Worse than that, the Prime Minister is accused of continuing that deception by publicly stating he opposes AV, while secretly hoping the public votes “yes”.

To recap, Mr Cameron convinced his party, during those post-election days of drama, that the referendum simply had to be offered to prevent a Lib-Lab deal that would keep Gordon Brown in No 10.

Unfortunately, Mr Clegg now admits Mr Cameron’s claim that Labour had offered AV immediately – without a nationwide vote – was untrue, begging the question who misled whom? Conservative right-wingers suspect it was their own leader, having long accused him of betraying Margaret Thatcher’s legacy. It is a wound that can only fester.

Meanwhile, conspiracy theories are undermining Mr Cameron’s insistence that he wants to stick with first-past-the-post, rather than switch to AV, which is more likely to deliver future coalitions.
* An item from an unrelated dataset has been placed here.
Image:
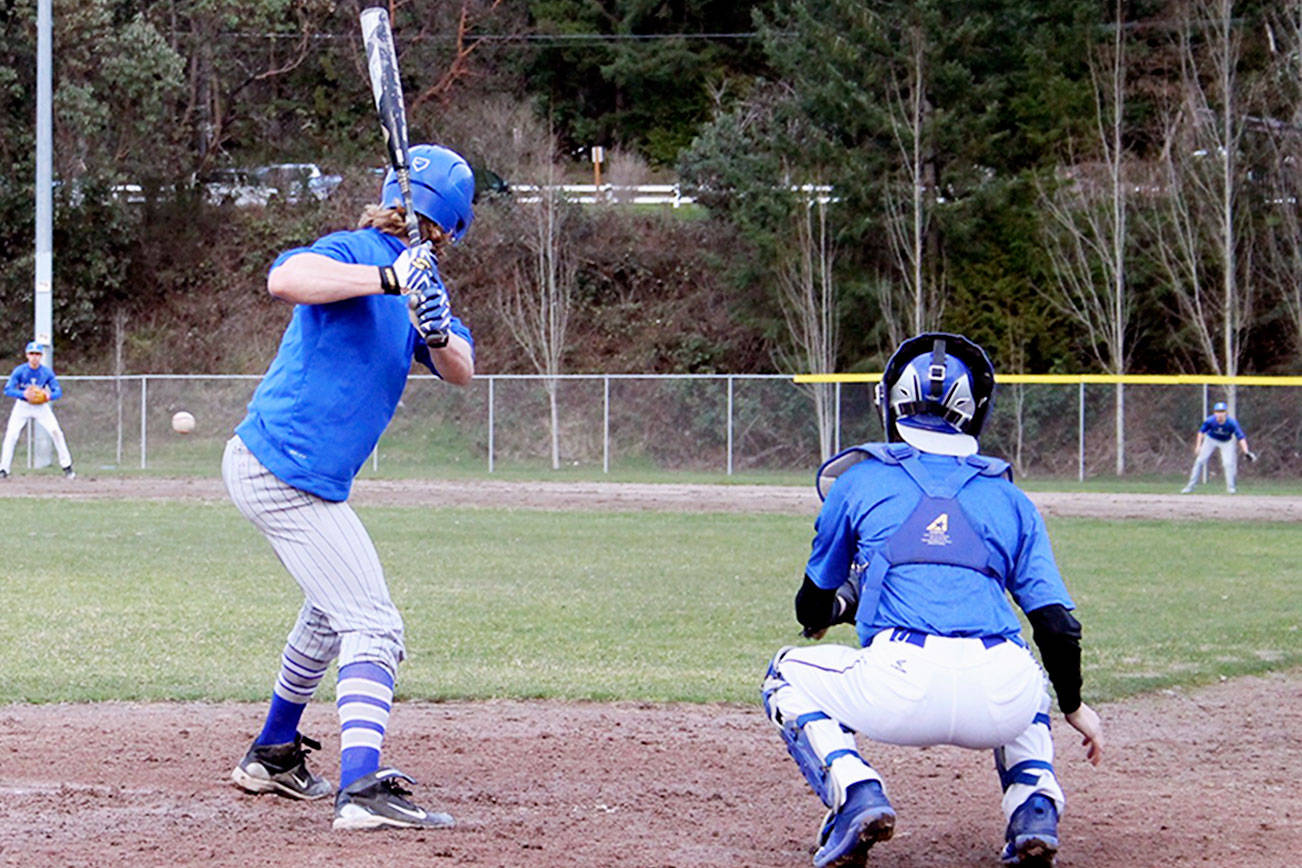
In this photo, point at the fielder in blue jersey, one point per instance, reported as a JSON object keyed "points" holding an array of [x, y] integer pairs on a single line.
{"points": [[33, 388], [366, 305], [919, 543], [1219, 432]]}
Many Tories believe the Prime Minister fears the Lib Dems will walk away if the referendum is lost, making a “yes” vote a price well worth paying to keep him in Downing Street for five years.

Even if coalition does survive, how can its twin leaders convincingly oppose each other in live TV debates in 2015, having been paton- the-back partners for so long?

Can it only work if each can urge their supporters to give second preferences to the other party – as conveniently allowed by AV?

Some believe Mr Cameron now secretly backs that solution.

It explains Tory fury over the referendum – even if it doesn’t explain Lib Dem silence on those important issues where the Tories ride roughshod.

ADMITTEDLY, another small dark cloud emerged on the horizon yesterday – the Prime Minister’s plan to end the luxury of “council housing for life” for new tenants.

It was quickly pointed out that Mr Cameron himself, just before the election, had dismissed Labour “scaremongering” on the issue, saying: “We have no policy to change the current or future security of tenure of tenants in social housing.”

Within hours, Lib Dem deputy leader Simon Hughes had dragged himself away from his August slumber, rejecting the idea with the memorable statement: “It is a prime ministerial idea. It has no more validity than that.”

Hmmm. I’m not sure this notion – “this Cameron fella from central London, he doesn’t speak for the government”, to paraphrase – is going to work for the poor old Lib Dems.